烈酒焚心 提交于 2019-12-28 05:54:21

问题


I want to highlight the whole path when i click on the node to know the whole story of specific node and here's an example- http://bl.ocks.org/git-ashish/8959771 .

Please check this link and you will find the function that highlight the path in javscript, but take care please , this function doesn't do what i want, it highlight links related to the clicked node and the links related to the target nodes. what i want is to highlight all links related to the clicked node.

d3 Sankey - Highlight all connected paths from start to end

Here's an example of what i need, This is the whole graph,what i need is, when i click on Bangkok, it highlight all the nodes that in the same raw with Bangkok in the dataframe , like highlight the link to ClimateChange and EnergyShortage, .... then highlight Infrastructure&Ecosystems, and Leadership&strategy, and .... That's what i want.
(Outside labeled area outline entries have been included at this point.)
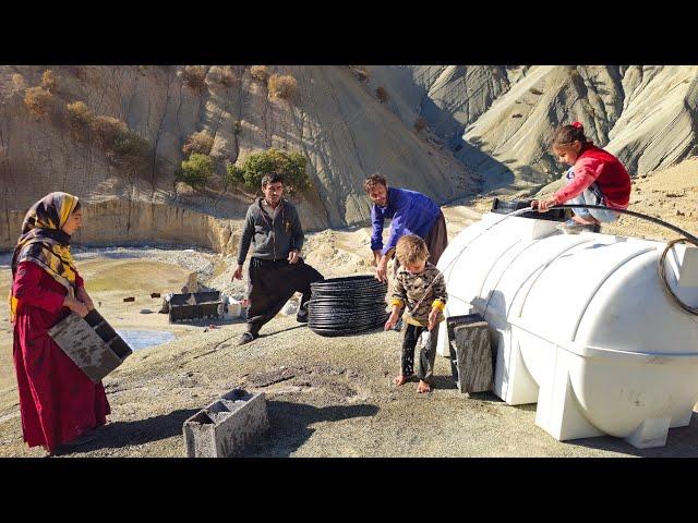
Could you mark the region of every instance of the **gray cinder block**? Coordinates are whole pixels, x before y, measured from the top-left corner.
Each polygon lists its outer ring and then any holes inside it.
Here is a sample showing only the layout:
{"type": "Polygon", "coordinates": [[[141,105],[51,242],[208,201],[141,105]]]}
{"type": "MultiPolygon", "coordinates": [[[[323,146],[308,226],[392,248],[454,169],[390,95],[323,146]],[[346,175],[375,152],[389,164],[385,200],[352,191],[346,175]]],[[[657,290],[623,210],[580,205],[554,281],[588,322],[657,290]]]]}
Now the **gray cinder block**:
{"type": "Polygon", "coordinates": [[[84,318],[71,313],[48,335],[95,384],[133,353],[95,309],[84,318]]]}
{"type": "Polygon", "coordinates": [[[486,392],[494,381],[488,323],[479,314],[448,318],[448,343],[454,379],[461,392],[486,392]]]}
{"type": "Polygon", "coordinates": [[[231,458],[269,428],[264,392],[233,389],[184,422],[188,458],[231,458]]]}

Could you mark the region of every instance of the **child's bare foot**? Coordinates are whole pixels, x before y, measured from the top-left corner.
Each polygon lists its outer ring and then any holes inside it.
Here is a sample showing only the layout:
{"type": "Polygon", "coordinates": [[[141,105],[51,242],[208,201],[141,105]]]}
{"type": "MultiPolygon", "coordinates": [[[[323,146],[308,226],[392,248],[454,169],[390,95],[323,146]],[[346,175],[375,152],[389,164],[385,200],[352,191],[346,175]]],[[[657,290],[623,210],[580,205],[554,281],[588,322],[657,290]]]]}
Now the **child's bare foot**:
{"type": "Polygon", "coordinates": [[[397,378],[395,378],[395,379],[393,380],[393,382],[394,382],[395,385],[397,385],[398,387],[399,387],[400,385],[405,385],[405,384],[407,382],[407,376],[402,376],[402,375],[400,374],[397,378]]]}
{"type": "Polygon", "coordinates": [[[417,386],[417,392],[421,394],[422,392],[431,392],[431,391],[432,391],[431,386],[423,379],[420,379],[419,385],[417,386]]]}

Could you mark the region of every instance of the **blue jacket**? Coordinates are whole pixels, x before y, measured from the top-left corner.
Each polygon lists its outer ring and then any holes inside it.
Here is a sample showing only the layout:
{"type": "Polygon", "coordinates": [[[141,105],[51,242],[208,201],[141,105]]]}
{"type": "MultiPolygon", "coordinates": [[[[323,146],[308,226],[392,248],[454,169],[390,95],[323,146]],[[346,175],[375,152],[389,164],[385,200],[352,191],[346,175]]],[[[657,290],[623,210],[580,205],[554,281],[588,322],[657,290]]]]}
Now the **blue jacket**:
{"type": "Polygon", "coordinates": [[[428,196],[407,188],[388,187],[388,204],[385,207],[373,205],[371,208],[371,250],[387,253],[397,245],[405,234],[425,238],[434,226],[441,208],[428,196]],[[383,246],[383,221],[393,219],[390,234],[383,246]]]}

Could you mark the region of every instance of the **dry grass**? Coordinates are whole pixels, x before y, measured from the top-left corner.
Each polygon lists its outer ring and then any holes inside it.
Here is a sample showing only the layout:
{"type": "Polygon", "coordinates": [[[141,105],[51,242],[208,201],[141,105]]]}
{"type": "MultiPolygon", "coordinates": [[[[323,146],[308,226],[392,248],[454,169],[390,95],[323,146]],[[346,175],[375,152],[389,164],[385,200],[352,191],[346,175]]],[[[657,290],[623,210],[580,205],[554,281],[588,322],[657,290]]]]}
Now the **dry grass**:
{"type": "Polygon", "coordinates": [[[214,84],[220,84],[230,87],[238,82],[236,73],[230,65],[214,65],[208,70],[206,80],[214,84]]]}
{"type": "Polygon", "coordinates": [[[385,87],[383,86],[375,89],[375,96],[381,104],[385,104],[390,99],[390,95],[388,95],[388,92],[385,90],[385,87]]]}
{"type": "Polygon", "coordinates": [[[182,69],[182,82],[194,90],[204,90],[206,88],[206,66],[185,65],[182,69]]]}
{"type": "Polygon", "coordinates": [[[44,87],[29,87],[24,92],[24,105],[37,117],[48,114],[55,101],[53,95],[44,87]]]}

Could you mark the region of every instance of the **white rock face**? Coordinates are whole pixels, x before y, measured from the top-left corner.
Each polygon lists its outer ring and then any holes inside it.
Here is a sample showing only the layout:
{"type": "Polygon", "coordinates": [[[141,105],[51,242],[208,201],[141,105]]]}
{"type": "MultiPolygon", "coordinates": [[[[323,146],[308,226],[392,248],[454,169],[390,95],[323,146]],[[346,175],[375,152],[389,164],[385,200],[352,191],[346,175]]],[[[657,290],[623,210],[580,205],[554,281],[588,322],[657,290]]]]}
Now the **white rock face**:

Here's another picture showing the nodes that related to Bangkok using shiny to analyze it .

Here's what happens when i use highlight_node_links which in the bl.ocks and the linked question, and that's wrong, and doesn't show the relation between nodes and Bangkoks.

Here's the data for Bangkok to show you how the columns related to each other, and when you use this data, it gonna generate the second picture only.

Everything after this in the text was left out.